LA ORQUESTA TÍPICA

By Antonio Pippo

Si bien las fechas no son precisas y se mezclan referencias de historiadores en variedad escandalosa, uno podría decir que esa música al inicio sencilla, saltarina, juguetona llamada tango se difundió, antes que por el tan aludido “trío fundacional” –guitarra, violín y flauta-, a través del organito.

Poniendo en entredicho lo desparramado sin investigaciones de rigor, el organito –adaptación del órgano mediante un cilindro de púas que, al girar, impulsado por una manivela exterior, hacía sonar un conjunto de lengüetas de distintos tamaños- no fue autóctono: cayó en los puertos platenses, a fines del siglo XIX, de la mano de emigrantes españoles. Entre variadas descripciones se le llamó, en el diccionario de María Moliner, “piano de manubrio”. Según Horacio Salas: “…pese a que sólo podía ofrecer un repertorio muy exiguo, fue muy popular como instrumento musical de entretenimiento callejero”.

Los hubo de grandes dimensiones, que exigían ser tirados por caballos o burros, aunque la mayoría fueron portátiles, cargados por el propio organillero y colocados sobre una pata de madera para mover la manivela. Se ha dicho que muchos hombres aprendieron a bailar el tango entre ellos cuando el organito se detenía un rato en cada esquina, tocando a cambio de monedas. También se ha contado que algunos organilleros, para aumentar el interés del público, llevaban una cotorra que extraía tarjetas con predicciones sobre amor y dinero.

Los tríos de guitarra, violín y flauta, en cambio, tuvieron su breve época de esplendor, en tiempos del viejo Gobbi, de Villoldo, de Saborido, sobre todo animando veladas en los prostíbulos, en “las casitas” –modesto preámbulo de lo que se llamaría cabaré- y en los cafetines de mala muerte.

Las cosas comenzaron a cambiar radicalmente para la música del tango a partir de la inclusión del bandoneón, que entre 1865 y 1870 sustituyó a la flauta, y luego el piano, que, aunque ya antes de 1900 lo tocaban creadores como Rosendo Mendizábal, modificó la combinación de instrumentos a partir de 1911 y, dos años más tarde, se convirtió en el elemento director de cada grupo.

La primera orquesta típica formal nació en 1911 y fue la de Vicente “El garrote” Greco, a la que precedieron gran cantidad de cuartetos, quintetos y sextetos con la misma base instrumental: piano, bandoneón y violín. Las orquestas más numerosas surgieron durante el carnaval, ya en la década de 1920; ¿la razón?: al no disponerse de amplificación los directores añadían instrumentos para obtener un sonido más poderoso.

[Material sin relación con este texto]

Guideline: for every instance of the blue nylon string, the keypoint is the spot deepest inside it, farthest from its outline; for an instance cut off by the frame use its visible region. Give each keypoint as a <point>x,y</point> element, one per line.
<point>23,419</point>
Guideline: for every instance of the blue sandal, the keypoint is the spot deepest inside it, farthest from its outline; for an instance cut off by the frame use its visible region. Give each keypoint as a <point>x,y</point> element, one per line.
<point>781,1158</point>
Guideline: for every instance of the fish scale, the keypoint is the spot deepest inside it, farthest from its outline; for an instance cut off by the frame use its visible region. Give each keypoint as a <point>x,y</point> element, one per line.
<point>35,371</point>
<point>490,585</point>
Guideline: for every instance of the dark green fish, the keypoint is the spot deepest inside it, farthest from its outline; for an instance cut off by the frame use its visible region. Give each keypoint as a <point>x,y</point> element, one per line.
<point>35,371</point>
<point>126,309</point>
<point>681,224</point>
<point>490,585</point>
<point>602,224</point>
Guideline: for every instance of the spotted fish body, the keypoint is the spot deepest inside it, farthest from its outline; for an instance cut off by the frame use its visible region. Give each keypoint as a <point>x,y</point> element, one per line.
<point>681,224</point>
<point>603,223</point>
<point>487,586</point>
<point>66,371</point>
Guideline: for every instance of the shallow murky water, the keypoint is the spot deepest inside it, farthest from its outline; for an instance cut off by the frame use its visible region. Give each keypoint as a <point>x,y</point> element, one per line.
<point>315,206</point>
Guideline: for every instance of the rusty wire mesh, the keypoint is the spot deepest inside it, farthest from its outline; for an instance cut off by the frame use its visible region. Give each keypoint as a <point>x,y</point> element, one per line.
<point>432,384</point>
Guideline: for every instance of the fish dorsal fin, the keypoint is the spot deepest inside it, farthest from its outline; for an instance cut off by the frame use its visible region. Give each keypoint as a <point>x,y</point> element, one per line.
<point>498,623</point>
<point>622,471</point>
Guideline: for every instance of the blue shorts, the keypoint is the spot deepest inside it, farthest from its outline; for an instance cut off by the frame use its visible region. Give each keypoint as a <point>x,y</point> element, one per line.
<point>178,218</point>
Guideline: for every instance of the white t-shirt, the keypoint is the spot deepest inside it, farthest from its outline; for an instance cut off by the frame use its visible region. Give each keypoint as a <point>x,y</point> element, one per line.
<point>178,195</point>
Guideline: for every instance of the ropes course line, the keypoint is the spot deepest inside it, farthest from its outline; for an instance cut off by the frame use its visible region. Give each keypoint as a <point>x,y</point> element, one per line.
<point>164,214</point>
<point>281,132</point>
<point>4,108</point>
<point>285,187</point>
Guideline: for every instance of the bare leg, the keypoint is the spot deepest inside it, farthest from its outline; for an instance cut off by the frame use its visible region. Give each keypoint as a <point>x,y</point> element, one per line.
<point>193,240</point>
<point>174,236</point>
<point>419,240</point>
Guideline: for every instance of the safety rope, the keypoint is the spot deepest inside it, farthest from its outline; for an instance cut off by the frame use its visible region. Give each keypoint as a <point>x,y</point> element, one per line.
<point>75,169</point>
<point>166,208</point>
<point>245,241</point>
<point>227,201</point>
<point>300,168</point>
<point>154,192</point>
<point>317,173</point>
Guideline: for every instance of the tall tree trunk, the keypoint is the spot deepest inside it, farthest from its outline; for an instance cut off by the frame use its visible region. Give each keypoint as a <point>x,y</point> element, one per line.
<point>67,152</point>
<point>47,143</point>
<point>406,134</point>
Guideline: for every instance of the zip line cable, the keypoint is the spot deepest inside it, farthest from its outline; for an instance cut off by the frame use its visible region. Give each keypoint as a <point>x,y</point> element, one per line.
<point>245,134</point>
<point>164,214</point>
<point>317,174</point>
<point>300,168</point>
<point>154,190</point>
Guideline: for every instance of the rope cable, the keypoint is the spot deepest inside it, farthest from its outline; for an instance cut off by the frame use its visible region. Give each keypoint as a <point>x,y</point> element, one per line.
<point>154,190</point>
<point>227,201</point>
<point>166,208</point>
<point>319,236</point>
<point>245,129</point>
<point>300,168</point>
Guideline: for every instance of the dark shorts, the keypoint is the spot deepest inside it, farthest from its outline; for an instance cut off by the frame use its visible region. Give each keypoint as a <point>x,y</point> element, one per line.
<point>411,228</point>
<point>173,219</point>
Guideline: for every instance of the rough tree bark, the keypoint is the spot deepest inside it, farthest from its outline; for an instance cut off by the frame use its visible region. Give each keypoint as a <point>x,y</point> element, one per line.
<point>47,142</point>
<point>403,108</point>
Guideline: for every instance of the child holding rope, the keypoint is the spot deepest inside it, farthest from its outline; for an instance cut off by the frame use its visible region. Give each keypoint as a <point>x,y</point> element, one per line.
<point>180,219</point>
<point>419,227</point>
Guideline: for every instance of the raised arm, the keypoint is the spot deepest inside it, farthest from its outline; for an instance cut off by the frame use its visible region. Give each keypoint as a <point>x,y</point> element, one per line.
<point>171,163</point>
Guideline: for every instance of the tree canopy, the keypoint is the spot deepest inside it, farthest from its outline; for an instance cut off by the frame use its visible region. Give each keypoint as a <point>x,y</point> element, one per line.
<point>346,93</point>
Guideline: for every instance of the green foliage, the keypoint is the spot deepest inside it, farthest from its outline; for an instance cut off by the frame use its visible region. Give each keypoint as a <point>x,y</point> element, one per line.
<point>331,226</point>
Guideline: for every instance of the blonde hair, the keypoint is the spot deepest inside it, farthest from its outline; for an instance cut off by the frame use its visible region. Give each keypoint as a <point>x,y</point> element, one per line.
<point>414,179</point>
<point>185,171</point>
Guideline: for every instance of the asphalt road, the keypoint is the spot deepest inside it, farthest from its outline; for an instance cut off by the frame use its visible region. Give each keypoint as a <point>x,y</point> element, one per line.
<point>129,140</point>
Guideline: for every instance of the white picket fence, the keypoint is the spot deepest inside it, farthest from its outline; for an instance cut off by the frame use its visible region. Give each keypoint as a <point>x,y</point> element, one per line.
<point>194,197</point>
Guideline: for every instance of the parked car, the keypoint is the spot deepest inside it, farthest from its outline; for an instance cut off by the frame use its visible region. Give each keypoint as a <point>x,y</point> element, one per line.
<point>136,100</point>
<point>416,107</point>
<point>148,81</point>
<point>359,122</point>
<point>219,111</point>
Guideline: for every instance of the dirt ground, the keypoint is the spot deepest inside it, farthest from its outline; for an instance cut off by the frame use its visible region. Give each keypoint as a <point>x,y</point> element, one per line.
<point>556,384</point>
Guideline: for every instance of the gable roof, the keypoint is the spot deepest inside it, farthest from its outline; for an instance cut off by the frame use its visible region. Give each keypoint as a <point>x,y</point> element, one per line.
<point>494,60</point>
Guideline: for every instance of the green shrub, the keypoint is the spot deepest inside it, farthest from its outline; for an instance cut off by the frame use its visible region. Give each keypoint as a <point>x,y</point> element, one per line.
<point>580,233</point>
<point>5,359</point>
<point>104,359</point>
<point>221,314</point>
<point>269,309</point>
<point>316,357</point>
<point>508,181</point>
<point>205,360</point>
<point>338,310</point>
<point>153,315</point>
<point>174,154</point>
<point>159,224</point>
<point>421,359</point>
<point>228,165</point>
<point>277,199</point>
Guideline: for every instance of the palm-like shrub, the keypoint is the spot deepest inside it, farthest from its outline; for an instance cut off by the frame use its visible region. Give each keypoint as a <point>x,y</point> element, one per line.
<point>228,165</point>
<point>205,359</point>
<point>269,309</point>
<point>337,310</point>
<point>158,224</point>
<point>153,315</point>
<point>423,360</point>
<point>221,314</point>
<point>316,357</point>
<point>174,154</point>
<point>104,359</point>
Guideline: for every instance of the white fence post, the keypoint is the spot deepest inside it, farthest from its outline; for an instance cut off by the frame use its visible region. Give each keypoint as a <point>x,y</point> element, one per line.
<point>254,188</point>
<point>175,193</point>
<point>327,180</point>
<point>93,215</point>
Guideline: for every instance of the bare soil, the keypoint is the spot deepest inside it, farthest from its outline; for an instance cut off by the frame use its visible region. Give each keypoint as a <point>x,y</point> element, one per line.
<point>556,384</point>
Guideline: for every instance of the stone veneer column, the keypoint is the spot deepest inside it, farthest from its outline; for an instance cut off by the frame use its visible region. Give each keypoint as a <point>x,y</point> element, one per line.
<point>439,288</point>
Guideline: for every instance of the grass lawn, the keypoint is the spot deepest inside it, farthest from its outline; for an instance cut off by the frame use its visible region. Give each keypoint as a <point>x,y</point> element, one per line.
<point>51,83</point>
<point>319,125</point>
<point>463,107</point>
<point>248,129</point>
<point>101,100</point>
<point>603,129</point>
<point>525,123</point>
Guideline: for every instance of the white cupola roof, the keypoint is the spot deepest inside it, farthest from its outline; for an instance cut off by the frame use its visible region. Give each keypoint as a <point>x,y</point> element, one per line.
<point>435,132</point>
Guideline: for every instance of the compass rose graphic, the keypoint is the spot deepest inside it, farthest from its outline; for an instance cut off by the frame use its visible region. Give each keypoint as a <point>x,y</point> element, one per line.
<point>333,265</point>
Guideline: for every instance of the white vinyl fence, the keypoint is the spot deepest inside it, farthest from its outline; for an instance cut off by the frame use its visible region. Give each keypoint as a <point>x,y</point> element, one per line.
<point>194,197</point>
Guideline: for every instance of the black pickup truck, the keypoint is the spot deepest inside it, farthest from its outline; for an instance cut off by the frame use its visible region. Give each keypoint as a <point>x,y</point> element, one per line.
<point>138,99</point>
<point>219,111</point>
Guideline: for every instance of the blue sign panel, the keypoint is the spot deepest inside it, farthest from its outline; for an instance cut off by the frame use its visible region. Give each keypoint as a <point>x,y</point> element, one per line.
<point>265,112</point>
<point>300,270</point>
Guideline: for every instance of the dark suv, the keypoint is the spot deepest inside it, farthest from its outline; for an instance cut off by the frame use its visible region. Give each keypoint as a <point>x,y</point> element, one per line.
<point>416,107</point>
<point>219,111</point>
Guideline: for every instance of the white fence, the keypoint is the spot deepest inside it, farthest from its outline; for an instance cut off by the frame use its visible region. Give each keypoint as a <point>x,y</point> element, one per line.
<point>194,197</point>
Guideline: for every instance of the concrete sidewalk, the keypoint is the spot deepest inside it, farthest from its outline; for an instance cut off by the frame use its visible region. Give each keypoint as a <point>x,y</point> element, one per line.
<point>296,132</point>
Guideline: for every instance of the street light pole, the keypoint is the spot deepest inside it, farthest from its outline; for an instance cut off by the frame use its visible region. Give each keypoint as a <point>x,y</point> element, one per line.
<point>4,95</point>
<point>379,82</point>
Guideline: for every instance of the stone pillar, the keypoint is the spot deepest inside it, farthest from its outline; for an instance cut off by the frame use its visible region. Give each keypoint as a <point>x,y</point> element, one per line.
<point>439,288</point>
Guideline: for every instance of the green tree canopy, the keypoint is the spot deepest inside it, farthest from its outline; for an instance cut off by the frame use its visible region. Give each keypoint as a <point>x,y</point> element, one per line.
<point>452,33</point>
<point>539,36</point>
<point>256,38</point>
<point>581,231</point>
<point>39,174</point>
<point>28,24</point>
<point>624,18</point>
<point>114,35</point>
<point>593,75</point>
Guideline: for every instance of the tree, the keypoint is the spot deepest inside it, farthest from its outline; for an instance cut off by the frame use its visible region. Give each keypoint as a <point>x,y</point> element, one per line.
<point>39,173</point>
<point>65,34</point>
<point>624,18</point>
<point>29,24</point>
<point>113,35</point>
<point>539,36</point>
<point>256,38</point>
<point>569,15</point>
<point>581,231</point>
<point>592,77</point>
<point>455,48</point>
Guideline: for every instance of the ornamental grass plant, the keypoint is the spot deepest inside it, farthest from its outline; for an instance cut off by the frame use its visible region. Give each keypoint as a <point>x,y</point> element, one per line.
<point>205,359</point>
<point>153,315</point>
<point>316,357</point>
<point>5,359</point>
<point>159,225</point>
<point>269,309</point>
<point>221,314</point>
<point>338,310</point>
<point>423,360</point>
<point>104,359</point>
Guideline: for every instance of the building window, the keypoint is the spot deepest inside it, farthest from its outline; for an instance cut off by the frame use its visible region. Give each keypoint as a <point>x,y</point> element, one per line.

De esa etapa pionera nacen “la cuerda de bandoneones” –Pugliese solía usar cuatro y D’Arienzo llegó a colocar seis- y “la línea de violines”, también variable y respaldada por un contrabajo y, a veces, una viola. Ya en lo que podría calificarse de “período moderno” de la evolución musical del tango, el número de ejecutantes pasó a ser aleatorio pues dependía del gusto del director tanto como de las condiciones económicas que imponían los contratistas. Uno de los últimos agregados significativos fue el estribillista que, poco a poco, dejó un sitio de privilegio a “los cantores de la orquesta”. No es un dato chico recordar que tales estribillistas –algunos más tarde célebres, como Charlo- desaparecieron recién en 1938, hasta cuando siguieron trabajando con ciertas orquestas.

Paquita Bernardo

Hay hechos en esta peripecia orquestal que vale recordar: hubo “orquestas típicas criollas”, denominación que abarcó, en la Guardia Vieja, al grupo de Greco; hubo orquestas típicas de tal o cual sello grabador –uno, el de la casa Víctor, formada en 1925 al solo efecto de grabaciones para esa compañía-; y hubo una orquesta típica, que en honor a la verdad histórica fue un sexteto, dirigida por una mujer, la primera, Paquita Bernardo. Esta muchacha –no cabe otro modo de añorarla, ya que nació en 1900 y murió en 1925, habiendo formado su agrupación en 1921- dirigió con autoridad y con su fuelle encima de las rodillas, bien cubiertas por unas polleras amplias y largas, a cinco muy prometedores jóvenes: Osvaldo Pugliese en piano, Elvino Vardaro y Andrés Palavecino en violines, Miguel Loduca en flauta y Aruro Bernardo en… batería (¡toda una transgresora!).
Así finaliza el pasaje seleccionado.